On my lucky old blue jeans


So, uh, that's the song I wrote.


You think it's good enough for Dink Fest?


I felt scared, then happy.


But most of all, I felt alive.


Thank you for taking us on your journey.


You know,
I've never had patches on my jeans,


but your song made me
feel like that's okay.


(clears throat) Um...


So, Mr. Kramsky,


I know it's a work in progress, but...


what'd you think?


I felt scared.


Then bored.


But most of all,


I wanted to smash the laptop
over my head to make it stop.


I know.


So, what can I do to fix it?


To get high honors,
I really need this film to be an A.


And I really need my twin brother Crispin


to move out of my one-room apartment,
or at least buy his own toothbrush.


Okay, there must be something I can do.


Choose a better subject next time.


Documentaries are about real life.


It's not like a made-up movie
where you can create your own drama.


(cell phone jingling)


(sighs heavily) Yes, Crispin.

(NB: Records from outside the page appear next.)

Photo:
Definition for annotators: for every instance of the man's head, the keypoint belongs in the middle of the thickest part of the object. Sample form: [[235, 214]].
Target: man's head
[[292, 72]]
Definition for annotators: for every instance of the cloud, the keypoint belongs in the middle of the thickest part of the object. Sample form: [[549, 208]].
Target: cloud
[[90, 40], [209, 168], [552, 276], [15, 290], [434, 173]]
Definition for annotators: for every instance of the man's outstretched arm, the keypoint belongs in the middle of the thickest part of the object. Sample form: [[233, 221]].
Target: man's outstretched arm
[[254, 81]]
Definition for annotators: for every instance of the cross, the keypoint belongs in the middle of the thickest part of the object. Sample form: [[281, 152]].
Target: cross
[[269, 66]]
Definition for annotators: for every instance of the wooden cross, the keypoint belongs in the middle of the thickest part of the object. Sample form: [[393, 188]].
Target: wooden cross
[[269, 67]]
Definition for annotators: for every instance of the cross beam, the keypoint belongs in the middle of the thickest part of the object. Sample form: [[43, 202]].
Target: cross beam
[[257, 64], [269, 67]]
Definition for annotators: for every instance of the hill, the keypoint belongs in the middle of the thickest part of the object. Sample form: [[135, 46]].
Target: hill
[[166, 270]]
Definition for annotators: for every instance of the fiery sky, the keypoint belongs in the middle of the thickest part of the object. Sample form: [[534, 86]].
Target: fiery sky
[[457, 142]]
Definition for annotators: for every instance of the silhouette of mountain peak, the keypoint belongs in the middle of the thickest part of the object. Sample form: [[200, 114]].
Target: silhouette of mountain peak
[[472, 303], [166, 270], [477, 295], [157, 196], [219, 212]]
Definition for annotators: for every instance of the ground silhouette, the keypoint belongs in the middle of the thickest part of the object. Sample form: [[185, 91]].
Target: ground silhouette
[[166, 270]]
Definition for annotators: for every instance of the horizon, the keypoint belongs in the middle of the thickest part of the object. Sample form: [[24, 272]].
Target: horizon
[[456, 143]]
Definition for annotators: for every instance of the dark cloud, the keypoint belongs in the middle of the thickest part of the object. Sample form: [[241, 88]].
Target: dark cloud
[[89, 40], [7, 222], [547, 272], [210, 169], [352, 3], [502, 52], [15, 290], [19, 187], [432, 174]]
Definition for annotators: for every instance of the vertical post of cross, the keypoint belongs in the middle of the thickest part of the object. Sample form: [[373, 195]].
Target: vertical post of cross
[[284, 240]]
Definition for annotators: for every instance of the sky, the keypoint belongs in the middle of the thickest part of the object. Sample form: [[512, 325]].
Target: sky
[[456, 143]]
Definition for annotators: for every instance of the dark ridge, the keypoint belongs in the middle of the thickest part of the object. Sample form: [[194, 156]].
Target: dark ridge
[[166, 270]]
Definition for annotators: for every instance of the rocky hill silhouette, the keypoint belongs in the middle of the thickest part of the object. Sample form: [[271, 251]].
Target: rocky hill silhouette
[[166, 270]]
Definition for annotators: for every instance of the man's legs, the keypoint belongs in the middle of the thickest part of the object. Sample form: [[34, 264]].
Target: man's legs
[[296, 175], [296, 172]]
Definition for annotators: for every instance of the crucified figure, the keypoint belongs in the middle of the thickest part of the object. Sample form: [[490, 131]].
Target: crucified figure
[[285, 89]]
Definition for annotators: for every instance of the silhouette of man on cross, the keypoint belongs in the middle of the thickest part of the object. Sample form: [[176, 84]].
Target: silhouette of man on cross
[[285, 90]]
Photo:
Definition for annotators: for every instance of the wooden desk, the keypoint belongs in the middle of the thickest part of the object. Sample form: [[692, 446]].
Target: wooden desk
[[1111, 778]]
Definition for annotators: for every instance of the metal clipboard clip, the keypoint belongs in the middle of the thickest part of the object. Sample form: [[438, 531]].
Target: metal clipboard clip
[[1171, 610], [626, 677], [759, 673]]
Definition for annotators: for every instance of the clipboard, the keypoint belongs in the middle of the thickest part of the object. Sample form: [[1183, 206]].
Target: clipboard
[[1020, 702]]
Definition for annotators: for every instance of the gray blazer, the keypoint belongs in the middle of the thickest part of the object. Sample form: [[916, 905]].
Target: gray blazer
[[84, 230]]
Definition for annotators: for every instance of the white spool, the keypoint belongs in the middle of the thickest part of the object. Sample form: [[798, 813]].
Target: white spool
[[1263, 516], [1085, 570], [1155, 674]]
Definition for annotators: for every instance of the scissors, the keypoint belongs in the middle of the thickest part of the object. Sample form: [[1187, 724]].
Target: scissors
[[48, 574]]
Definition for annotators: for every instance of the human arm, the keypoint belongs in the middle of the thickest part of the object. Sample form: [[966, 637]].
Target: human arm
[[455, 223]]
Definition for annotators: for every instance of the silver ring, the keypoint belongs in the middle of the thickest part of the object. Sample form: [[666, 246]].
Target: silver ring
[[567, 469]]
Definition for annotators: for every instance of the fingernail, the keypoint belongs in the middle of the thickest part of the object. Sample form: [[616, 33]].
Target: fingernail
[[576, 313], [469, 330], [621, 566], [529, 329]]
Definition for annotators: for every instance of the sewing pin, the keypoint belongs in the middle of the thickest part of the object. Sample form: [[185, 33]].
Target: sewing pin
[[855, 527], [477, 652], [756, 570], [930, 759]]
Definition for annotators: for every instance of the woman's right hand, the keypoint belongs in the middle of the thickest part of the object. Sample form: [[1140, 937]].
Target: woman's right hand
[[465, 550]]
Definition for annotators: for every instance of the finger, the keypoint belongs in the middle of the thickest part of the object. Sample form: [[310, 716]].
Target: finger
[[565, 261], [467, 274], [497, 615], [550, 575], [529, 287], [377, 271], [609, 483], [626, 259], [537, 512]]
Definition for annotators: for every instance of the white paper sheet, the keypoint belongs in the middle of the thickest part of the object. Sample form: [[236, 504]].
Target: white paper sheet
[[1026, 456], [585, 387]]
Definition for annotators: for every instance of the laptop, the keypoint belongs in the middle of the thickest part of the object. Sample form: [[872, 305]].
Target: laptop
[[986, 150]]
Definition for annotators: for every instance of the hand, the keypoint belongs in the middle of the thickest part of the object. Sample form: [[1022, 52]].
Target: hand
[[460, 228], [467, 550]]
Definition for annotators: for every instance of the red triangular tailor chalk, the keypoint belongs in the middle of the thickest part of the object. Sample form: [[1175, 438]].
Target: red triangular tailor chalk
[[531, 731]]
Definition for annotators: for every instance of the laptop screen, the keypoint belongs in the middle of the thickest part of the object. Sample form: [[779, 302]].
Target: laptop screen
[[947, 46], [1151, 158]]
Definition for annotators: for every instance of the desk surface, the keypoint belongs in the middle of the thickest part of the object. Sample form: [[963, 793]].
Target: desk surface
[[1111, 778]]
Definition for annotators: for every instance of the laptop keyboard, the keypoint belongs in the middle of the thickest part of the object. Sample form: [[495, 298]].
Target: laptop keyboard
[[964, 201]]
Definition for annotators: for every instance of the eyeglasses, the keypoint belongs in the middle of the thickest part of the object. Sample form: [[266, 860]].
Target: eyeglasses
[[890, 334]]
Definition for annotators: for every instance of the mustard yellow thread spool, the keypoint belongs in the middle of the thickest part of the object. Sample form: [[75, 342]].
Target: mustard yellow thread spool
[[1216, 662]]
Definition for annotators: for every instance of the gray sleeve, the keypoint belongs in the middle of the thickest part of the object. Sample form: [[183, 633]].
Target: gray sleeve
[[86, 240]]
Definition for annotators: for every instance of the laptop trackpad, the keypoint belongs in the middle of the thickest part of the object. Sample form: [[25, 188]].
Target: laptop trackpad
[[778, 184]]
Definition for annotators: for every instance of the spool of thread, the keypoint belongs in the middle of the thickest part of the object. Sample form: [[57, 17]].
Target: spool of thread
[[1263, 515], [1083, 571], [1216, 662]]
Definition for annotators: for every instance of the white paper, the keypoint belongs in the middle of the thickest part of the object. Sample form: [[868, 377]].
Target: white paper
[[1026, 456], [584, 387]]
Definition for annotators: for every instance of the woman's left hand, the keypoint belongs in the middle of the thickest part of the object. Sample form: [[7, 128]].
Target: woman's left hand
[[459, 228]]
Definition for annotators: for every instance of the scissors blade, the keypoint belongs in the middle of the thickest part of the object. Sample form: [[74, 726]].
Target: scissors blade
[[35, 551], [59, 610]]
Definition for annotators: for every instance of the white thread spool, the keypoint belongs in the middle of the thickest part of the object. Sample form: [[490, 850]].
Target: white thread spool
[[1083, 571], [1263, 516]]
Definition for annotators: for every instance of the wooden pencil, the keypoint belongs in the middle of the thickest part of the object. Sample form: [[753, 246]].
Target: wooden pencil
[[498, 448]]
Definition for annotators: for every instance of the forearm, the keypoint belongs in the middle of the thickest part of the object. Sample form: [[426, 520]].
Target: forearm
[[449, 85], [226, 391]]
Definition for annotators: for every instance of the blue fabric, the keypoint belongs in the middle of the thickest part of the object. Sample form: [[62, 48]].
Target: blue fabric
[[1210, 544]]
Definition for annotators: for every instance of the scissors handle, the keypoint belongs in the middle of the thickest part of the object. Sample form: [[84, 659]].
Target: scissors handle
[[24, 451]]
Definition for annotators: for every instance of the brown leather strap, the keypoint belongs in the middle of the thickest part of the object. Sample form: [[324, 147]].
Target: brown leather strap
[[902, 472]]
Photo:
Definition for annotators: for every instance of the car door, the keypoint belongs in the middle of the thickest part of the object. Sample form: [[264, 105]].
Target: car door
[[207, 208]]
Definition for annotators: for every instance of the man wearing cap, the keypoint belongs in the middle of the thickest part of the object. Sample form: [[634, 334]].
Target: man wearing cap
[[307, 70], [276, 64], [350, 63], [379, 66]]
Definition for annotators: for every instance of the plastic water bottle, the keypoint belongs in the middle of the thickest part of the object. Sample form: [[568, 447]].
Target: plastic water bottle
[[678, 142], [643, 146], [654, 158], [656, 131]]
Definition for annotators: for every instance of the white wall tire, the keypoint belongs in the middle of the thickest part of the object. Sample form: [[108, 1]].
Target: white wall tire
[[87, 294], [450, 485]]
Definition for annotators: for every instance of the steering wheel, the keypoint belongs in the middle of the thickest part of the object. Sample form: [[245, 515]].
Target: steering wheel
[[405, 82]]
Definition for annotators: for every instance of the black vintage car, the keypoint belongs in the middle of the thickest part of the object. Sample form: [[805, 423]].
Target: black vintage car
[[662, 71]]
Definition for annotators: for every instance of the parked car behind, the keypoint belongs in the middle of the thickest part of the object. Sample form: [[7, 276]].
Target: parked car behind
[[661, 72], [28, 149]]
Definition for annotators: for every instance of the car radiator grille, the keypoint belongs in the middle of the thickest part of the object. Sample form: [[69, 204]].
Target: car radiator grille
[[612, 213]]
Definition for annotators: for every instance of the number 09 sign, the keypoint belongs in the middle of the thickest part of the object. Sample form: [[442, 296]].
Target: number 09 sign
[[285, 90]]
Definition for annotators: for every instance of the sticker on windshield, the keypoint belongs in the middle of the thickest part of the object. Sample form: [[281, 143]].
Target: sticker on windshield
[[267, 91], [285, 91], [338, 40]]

What?


No, I did not eat
all your frozen fudgie bars.


I hate that you look like me.


He wants drama? I'll give him drama.

Coop. Gather the Glamtronics.


I got news.


Okay. We're all here. What's the news?


The news is,


T.C. Merrick, the manager
of The Spotted Hippo nightclub,


is coming to your show at Dinky's.


Sensory overload. Legs going numb.


The Hippo's the coolest venue ever.


And if T.C. likes what he sees,
he's gonna book you guys to perform.


A guy with initials


for a first name is interested in us?


We've made it.


Well, not yet.


It all depends on tomorrow night.


Everything's at stake.


-And full Charlotte in three, two...
-Group huddle.


Dink Fest is now
the opportunity of a lifetime.


We need to triple rehearsals
and be on point.


Our sound, our moves, our image.


And now I can't see colors. Move.


I'll get you some water.


Hey. You know,
Charlotte's right about image.


All great bands are made up
of defined personalities.


But, if Charlotte's the smart one,


and Malcolm's the mysterious one,


and Deb's the peppy one,
where does that leave you?


What? That's easy. I'm the--


Oh, no. What am I?


They took all the good ones.


Well, Charlotte did say
you were the group's bad boy,


but that's not you.


What? I can be a bad boy.


You saw I'm the last to arrive
at practice, right?


Carrying apple slices.


Yeah, but not on plates.


On napkins. One ply.


Yeah. I said it.


Mm, I don't know.


To be the bad boy, you need a big ego,


and an even bigger attitude.


You really think
you can pull that off, Apples?


Hey, Coop. Where's that water, bud?


Uh, right here, bud.


(clears throat)


-On the ground.
-(splatters)


Bad boy.


We'll work on it.


(opera music playing)


Hey, Ollie. Thanks for agreeing
to help with my case.


Are you painting
miniature animal figurines?


My doctor says it relaxes me.


Did you bring it?


The sour cream potato chips?


-Yeah.
-(bag crinkles)


No ridges?


You disappoint me.


So, did you get a chance to read the file?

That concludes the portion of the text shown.